Elder Kikuchi encourages Korean, Japanese students

[Story and photo by Mike Foley, originally published online in the BYU-Hawaii Newsroom, April 20, 2006]

Elder Yoshihiko KikuchiElder Yoshihiko Kikuchi [pictured at right], a member of the First Quorum of the Seventy since 1977, shared words of encouragement and a powerful testimony during special meetings on April 20 with Korean and Japanese students at BYU-Hawaii.

Elder Kikuchi, the first native-born Japanese to be called as a General Authority, and his wife, Sister Toshiko Kikuchi, stopped over for the meetings in Laie en route to an assignment in the Kona Hawaii Stake conference. He is currently serving in Salt Lake City, Utah, on the Church temple and curriculum committees, but previously was a member of the Asia North Area presidency that includes Japan and the Korean peninsula, president of the Tokyo Temple, and president of the Hawaii Honolulu Mission.

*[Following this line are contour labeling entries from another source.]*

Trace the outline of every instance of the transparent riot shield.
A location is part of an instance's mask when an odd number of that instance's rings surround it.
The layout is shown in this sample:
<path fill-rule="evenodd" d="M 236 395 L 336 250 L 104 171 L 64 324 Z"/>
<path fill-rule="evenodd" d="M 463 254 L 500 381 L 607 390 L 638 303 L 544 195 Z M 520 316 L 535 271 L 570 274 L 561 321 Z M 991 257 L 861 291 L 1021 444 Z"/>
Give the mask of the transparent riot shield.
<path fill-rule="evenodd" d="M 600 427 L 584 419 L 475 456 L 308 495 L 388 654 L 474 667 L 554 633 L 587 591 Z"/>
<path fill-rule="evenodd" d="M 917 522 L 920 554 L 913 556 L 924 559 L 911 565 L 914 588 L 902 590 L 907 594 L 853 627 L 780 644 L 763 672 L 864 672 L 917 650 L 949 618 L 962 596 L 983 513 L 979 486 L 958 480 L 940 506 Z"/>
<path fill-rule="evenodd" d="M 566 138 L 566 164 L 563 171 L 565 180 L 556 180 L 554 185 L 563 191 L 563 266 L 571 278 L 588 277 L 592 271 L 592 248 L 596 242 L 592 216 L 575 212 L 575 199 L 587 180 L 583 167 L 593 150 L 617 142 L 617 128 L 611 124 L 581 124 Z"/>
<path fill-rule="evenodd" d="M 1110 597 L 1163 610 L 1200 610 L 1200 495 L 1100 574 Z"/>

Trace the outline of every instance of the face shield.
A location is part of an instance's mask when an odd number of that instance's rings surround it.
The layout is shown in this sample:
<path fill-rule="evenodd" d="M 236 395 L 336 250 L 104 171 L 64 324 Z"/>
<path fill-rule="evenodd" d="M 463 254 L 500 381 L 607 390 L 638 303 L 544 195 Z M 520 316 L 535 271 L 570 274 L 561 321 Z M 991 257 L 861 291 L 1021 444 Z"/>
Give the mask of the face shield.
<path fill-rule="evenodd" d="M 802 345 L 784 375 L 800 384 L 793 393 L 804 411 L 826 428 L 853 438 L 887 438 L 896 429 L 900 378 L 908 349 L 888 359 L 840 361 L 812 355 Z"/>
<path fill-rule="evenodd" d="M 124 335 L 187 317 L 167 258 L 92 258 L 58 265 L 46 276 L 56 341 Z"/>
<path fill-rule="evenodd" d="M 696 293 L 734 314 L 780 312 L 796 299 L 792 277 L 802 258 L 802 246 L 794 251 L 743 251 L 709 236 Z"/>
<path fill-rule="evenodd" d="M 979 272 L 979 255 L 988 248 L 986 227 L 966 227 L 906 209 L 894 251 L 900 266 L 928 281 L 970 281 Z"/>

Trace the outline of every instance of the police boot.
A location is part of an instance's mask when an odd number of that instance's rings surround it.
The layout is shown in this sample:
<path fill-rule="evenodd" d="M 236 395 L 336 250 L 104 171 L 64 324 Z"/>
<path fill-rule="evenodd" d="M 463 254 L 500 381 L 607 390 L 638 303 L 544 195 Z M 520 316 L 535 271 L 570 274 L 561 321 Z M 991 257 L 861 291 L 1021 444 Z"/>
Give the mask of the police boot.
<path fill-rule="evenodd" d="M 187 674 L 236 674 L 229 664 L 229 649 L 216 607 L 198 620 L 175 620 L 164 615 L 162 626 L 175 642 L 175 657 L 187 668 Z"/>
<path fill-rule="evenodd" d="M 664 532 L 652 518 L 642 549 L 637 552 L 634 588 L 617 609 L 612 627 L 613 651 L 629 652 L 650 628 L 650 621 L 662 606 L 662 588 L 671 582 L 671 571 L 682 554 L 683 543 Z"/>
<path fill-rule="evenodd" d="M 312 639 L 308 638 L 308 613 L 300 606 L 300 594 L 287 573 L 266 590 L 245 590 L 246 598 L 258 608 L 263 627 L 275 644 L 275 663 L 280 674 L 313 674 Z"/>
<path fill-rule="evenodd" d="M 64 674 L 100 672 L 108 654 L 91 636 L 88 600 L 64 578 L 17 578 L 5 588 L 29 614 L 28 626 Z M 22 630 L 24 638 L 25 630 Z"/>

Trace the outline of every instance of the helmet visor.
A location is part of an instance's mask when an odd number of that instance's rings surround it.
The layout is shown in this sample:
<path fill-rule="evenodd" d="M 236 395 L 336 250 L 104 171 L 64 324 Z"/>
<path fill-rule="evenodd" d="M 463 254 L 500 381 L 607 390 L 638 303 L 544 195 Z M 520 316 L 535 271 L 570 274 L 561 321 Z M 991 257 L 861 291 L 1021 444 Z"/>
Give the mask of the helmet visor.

Speaking to the two groups in turn, and addressing his fellow countrymen and several returned missionaries in Japanese, Elder Kikuchi told of his love for the people of Korea and Japan, and showed an Asia North Area slide presentation on the growth of the Church in those countries.

He also related how, as a young missionary called to serve in Japan for two years, he was first asked to extend for six months, and then for an additional 12 months. He agreed without hesitation, but each time asked his mission president to call the future Sister Kikuchi. “She was so happy that the Lord needed her future husband,” he recalled.

The young couple married soon after he returned, Elder Kikuchi continued. Then a Latter-day Saint American general who had been stationed in Japan offered to provide him with a complete scholarship and living expenses at BYU in Provo. “It was a wonderful, ideal situation,” he said, “but we felt we should stay in our country and serve the Church. We kindly turned down that great scholarship.”

Ten months after enrolling in the Asia University of Tokyo — where he eventually graduated in business psychology and management, and went on to a successful business career – “I was called as a branch president, and one year later our first daughter came,” Elder Kikuchi said, recalling he got by on four hours of sleep a night. “Those days were the most profound experiences of our lives.”

Elder Kikuchi stressed that though he never went to school in the U.S., the Lord also blessed him with the ability to speak English. “I studied English very, very hard,” he said, adding he realized many of the students were struggling with this same challenge. “I can promise all of you, if you trust in the Lord…if you have a desire in your heart and want to serve the Lord as a family as your ultimate goal, I promise you as a servant of the Lord, in the name of the Lord Jesus Christ, your language will come. With the help of the Lord, I invoke upon every single one of you the gift of tongues.”

“If you have a desire to serve Him, I promise you Heavenly Father will open your heart and mind. Let the Lord help you,” he said, adding that professors and others are important, “but far greater help will come from Jesus Christ.”

He urged them to commit to 20 full hours a week “to saturate yourself in studying the language. Mingle with the people and try to open your mouth and your ears. He also suggested listening to the radio and mimicking the announcer.

Elder Kikuchi asked the students if they had experienced their “own sacred grove.” He encouraged them to arise early, take a shower, get dressed and groomed, “then come to your own sacred grove and ask the Lord to help you. The light from God will come and, therefore, your understanding will come.”

“When you study, are you praying?” Elder Kikuchi asked them, recalling how hard he prayed as a young married/branch president/student that he “could retain everything. Father in Heaven, please help my memory, I prayed. Allowing the Lord to help you is the finest way,” he said.

Addressing the returned missionaries among the students, Elder Kikuchi encouraged them, “Go to the House of the Lord, sit in the Celestial Room and see the eternal perspective — if at all possible, once a week; if not, at least twice a month. Your lives should be extensions of your missions.”

He also encouraged them to read the Book of Mormon, “one chapter every morning. Then every night read the Doctrine and Covenants or the New Testament, one chapter.”

“Keep a journal,” Elder Kikuchi continued, pointing out that his wife has been doing so for the past 45 years. “All the General Authorities keep a journal. You are writing your own Book of Mormon…that will cultivate your sensitivity toward your spiritual nature.”

Addressing the singles among the students, Elder Kikuchi said, “If you find somebody special, don’t wait. Get married. When I went home after three-and-a-half years [in the mission field], we were married in 14 days. Find a special mate,” he continued, offering to lend his glasses to the young men “so you can see the beauty of the ladies. I am glad I married right after my mission.”

“We’re not in the mission field [any more], but you can come closer to the Savior while you’re on this beautiful campus. I know He lives,” Elder Kikuchi said.

“I love you,” he added. “Thank you for your faithfulness. I hope and pray that you will have a most glorious, wonderful student life here, and then go home and be great leaders in your beautiful countries.”